He insisted it was “pure coincidence” that then-Dublin County councillors Colm McGrath and John O’Halloran each got money on November 9, 1993.
The £20,000 bulk of the amount went to Mr McGrath, after he had approached Mr O’Callaghan for help after running into trouble with the Revenue Commissioners.
Mr O’Halloran, who had formerly been a member of the Labour Party, received a cheque for £5,000.
Both sums were put down to expenses for Mr O’Callaghan’s Barkhill company. The property developer said he had not applied to his bank, AIB, for clearance “because they probably would not have agreed,” as the cheques were payments being made to politicians.

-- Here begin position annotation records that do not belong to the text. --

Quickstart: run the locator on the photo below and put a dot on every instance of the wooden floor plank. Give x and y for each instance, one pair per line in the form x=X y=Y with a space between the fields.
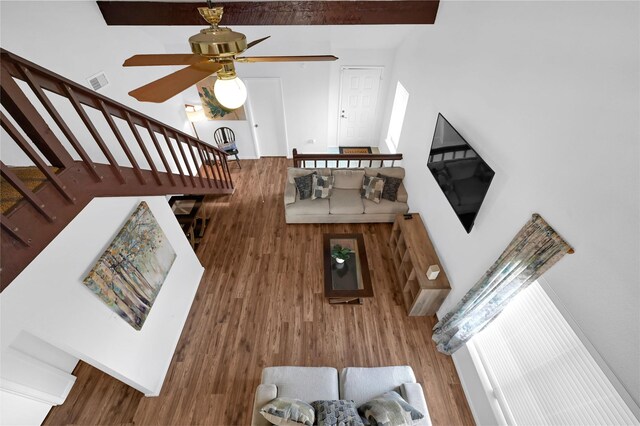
x=260 y=304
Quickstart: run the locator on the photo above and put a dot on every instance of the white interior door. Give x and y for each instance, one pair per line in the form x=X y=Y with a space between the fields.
x=266 y=116
x=358 y=101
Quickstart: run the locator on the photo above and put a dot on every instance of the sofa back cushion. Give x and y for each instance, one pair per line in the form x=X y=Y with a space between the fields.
x=293 y=172
x=363 y=384
x=347 y=178
x=396 y=172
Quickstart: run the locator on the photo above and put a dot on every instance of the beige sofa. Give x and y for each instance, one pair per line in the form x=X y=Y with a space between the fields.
x=345 y=204
x=323 y=383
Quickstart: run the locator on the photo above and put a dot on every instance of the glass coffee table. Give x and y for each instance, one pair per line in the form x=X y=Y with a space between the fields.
x=349 y=282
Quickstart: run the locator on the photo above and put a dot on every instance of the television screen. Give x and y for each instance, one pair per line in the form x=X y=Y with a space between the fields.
x=459 y=171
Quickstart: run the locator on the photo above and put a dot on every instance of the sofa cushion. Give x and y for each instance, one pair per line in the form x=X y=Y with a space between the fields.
x=397 y=172
x=385 y=207
x=390 y=409
x=304 y=185
x=290 y=192
x=308 y=206
x=347 y=178
x=333 y=413
x=345 y=201
x=288 y=412
x=372 y=188
x=306 y=383
x=322 y=186
x=293 y=172
x=363 y=384
x=402 y=195
x=391 y=185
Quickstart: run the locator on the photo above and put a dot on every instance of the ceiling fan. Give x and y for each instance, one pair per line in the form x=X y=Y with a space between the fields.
x=215 y=51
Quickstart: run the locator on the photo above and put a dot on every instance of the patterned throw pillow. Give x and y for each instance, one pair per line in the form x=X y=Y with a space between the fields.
x=304 y=184
x=391 y=185
x=372 y=188
x=390 y=410
x=322 y=186
x=336 y=413
x=288 y=412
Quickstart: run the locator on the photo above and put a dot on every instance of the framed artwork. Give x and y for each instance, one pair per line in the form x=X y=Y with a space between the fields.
x=130 y=273
x=210 y=105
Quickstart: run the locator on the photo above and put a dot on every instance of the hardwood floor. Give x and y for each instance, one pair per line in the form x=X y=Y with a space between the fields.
x=261 y=304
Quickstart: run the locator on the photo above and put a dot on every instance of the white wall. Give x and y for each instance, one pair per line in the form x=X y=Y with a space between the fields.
x=49 y=302
x=548 y=94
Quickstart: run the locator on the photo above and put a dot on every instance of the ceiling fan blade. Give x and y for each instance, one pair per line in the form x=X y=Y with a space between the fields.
x=254 y=42
x=309 y=58
x=162 y=89
x=164 y=59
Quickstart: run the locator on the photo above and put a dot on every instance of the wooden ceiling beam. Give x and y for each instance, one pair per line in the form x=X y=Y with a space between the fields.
x=315 y=12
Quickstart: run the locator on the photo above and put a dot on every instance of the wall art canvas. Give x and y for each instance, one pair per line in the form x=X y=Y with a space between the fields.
x=212 y=108
x=130 y=273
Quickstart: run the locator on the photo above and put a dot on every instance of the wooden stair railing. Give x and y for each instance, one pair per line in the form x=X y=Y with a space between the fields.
x=344 y=160
x=73 y=178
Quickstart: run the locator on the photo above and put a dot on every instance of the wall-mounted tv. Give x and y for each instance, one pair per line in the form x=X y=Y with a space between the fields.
x=462 y=175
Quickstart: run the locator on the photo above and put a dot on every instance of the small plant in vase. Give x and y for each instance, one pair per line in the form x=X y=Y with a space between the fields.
x=340 y=254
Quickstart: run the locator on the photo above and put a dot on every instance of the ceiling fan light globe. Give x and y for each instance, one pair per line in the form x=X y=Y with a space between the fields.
x=230 y=93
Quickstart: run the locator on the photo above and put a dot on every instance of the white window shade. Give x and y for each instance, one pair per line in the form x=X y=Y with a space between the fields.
x=539 y=370
x=397 y=116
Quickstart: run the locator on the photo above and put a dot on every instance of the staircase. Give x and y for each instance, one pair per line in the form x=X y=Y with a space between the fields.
x=126 y=154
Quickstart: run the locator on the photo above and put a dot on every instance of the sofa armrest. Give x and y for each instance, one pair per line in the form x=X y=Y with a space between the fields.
x=289 y=193
x=402 y=195
x=413 y=394
x=264 y=394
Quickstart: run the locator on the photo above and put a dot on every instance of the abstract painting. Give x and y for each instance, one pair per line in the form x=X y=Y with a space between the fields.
x=212 y=108
x=130 y=273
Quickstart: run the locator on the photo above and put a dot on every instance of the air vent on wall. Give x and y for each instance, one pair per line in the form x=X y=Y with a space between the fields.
x=98 y=81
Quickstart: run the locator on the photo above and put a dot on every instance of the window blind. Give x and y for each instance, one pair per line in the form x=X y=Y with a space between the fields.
x=539 y=370
x=397 y=114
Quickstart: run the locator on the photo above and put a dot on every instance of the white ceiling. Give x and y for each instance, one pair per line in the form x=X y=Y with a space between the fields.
x=293 y=39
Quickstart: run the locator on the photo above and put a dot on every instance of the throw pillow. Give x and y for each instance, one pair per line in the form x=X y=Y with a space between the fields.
x=304 y=185
x=391 y=185
x=288 y=412
x=336 y=413
x=372 y=188
x=322 y=186
x=390 y=410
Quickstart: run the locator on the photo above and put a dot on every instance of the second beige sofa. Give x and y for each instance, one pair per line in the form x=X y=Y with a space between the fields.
x=345 y=204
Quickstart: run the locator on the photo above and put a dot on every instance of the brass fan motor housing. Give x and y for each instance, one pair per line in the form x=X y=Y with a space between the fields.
x=218 y=42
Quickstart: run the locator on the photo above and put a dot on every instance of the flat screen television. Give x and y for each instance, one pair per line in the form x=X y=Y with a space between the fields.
x=462 y=175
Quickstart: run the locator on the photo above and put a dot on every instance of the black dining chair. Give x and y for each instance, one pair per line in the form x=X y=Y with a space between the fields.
x=226 y=141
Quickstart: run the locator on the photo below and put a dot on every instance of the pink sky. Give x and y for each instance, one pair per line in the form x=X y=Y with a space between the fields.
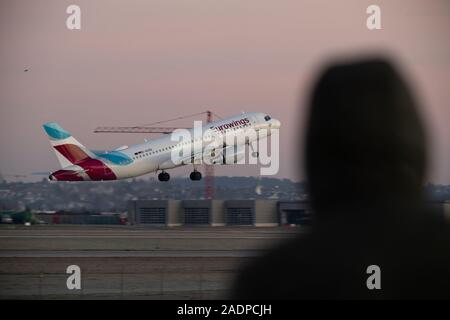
x=136 y=62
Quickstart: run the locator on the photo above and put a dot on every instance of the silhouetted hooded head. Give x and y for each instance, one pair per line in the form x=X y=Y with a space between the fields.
x=365 y=143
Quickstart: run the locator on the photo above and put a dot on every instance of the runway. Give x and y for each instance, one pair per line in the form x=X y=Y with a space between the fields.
x=122 y=262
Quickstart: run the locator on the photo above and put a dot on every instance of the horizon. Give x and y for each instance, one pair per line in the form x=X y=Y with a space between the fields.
x=151 y=61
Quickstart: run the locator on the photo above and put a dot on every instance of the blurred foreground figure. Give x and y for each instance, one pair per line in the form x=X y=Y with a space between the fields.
x=365 y=167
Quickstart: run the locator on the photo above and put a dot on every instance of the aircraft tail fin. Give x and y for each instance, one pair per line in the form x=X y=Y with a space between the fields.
x=68 y=150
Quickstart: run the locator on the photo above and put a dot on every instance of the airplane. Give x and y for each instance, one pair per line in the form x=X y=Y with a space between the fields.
x=81 y=164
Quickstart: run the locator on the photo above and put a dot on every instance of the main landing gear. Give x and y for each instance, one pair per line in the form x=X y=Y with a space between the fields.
x=163 y=176
x=195 y=175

At the time the cheques were written, both men had been supportive of Mr O’Callaghan’s plans to develop land at Quarryvale, Co Dublin, now the site of the Liffey Valley shopping complex, and the issue currently being investigated by the long-running planning probe.
When tribunal counsel Patricia Dillon put it to him that the councillors had got their money in the form of a “paying off” because of their backing at a time when the Quarryvale project was progressed by Dublin Co Council, Mr O’Callaghan maintained: “No, they were separate issues. It was pure coincidence the cheques were written on the same day.”

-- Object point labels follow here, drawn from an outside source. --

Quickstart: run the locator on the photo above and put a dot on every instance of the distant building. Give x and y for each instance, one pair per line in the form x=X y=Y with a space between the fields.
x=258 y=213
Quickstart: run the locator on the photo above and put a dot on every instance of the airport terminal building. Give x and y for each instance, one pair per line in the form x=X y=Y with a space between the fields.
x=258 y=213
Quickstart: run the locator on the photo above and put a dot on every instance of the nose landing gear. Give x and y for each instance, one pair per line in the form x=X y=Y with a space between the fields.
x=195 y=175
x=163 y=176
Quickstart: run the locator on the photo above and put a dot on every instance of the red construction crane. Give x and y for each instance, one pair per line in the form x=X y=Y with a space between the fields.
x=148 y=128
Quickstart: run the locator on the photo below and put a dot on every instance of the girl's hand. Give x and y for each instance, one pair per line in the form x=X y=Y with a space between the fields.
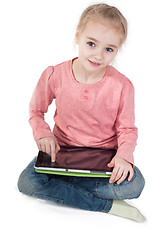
x=121 y=168
x=48 y=145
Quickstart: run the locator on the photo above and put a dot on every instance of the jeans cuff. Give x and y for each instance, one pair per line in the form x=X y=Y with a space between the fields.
x=108 y=206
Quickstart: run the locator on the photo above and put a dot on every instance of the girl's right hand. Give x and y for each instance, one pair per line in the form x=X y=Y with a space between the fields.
x=48 y=145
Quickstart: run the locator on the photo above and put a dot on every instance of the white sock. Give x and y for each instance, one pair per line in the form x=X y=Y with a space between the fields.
x=123 y=209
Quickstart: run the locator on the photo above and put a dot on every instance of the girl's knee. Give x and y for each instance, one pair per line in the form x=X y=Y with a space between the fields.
x=139 y=182
x=29 y=181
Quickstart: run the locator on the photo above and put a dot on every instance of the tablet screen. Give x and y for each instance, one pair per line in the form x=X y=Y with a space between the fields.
x=82 y=158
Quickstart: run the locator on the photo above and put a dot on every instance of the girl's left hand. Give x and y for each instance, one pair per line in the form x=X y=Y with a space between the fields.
x=121 y=168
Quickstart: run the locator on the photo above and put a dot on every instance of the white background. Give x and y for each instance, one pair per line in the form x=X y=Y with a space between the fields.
x=36 y=34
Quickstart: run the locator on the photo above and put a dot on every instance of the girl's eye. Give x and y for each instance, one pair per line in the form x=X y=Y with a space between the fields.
x=109 y=49
x=91 y=44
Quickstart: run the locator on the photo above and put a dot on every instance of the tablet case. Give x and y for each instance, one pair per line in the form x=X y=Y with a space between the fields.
x=80 y=158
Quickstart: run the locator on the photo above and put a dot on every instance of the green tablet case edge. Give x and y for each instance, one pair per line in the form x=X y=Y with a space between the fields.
x=72 y=173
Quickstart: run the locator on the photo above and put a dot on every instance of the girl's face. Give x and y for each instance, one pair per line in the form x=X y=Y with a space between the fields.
x=98 y=45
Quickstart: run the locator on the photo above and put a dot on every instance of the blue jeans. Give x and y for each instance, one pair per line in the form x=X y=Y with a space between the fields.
x=93 y=194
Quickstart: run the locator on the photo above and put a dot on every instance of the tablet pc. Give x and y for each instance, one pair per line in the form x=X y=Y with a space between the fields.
x=77 y=161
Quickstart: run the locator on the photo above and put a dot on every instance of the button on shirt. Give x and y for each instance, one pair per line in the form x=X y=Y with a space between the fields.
x=96 y=115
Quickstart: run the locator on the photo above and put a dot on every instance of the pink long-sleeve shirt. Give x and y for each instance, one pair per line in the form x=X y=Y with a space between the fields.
x=97 y=115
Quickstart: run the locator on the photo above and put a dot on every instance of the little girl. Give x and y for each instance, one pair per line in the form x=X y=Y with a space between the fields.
x=94 y=108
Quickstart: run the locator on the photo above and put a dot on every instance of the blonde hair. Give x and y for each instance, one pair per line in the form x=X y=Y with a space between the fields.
x=108 y=13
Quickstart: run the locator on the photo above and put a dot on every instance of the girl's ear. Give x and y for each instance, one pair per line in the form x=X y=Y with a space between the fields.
x=77 y=35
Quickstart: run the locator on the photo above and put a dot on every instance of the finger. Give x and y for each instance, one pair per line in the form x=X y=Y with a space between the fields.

Mr O’Callaghan has said he knows nothing about bribes former government press secretary Frank Dunlop told the tribunal he paid to secure support of Dublin County Council members on planning questions.
Mr O’Callaghan recruited Mr Dunlop to operate as a consultant on the Quarryvale project because of his contacts with politicians.
Quizzed about a £25,000 cheque he handed Mr Dunlop in September 1993, which was cashed a few days later, Mr O’Callaghan said he “did not have a notion” why the lobbyist had wanted that sum.
And asked whether it was possible that he had given Mr Dunlop the money to relay to someone else on his behalf, Mr O’Callaghan replied “Not at all; absolutely not.”